The U.S. Court of Appeals for the Fourth Circuit unanimously rejected oil majors’ — including ExxonMobil, BP, Chevron, and the American Petroleum Institute — attempts to stop cases in Annapolis and Anne Arundel County, Maryland, from moving forward in state court, where they were originally filed. The Fourth Circuit issued a similar ruling in favor of the City of Baltimore’s climate accountability lawsuit in 2022.
Oil and gas companies have attempted to remove many of the climate accountability lawsuits they’re facing from state court, only to be repeatedly shut down by courts time and again.
Federal district courts across the nation have now rejected these same oil industry arguments a total of 17 times, including in Vermont, Minnesota, D.C., California, Hawai’i, Connecticut, Massachusetts, Rhode Island, New Jersey, Delaware, South Carolina, and Colorado.
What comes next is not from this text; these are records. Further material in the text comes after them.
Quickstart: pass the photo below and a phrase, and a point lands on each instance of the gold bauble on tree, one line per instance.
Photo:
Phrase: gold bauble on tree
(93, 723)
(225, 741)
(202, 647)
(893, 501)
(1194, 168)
Those rulings have been affirmed 11 times by eight separate federal appeals courts.
“The companies have sought—over and over and over—to remove the cases to federal court,” wrote Judge Toby Heytens in the unanimous ruling for Annapolis and Anne Arundel County. “By our count, that gambit has failed in at least ten cases already. The eleventh time is not the charm.”
In 2021, U.S. District Judge Derrick Watson wrote that Big Oil’s arguments for federal jurisdiction in accountability lawsuits brought by state and local governments have “a batting average of .000.” More than two years later, that’s still the case.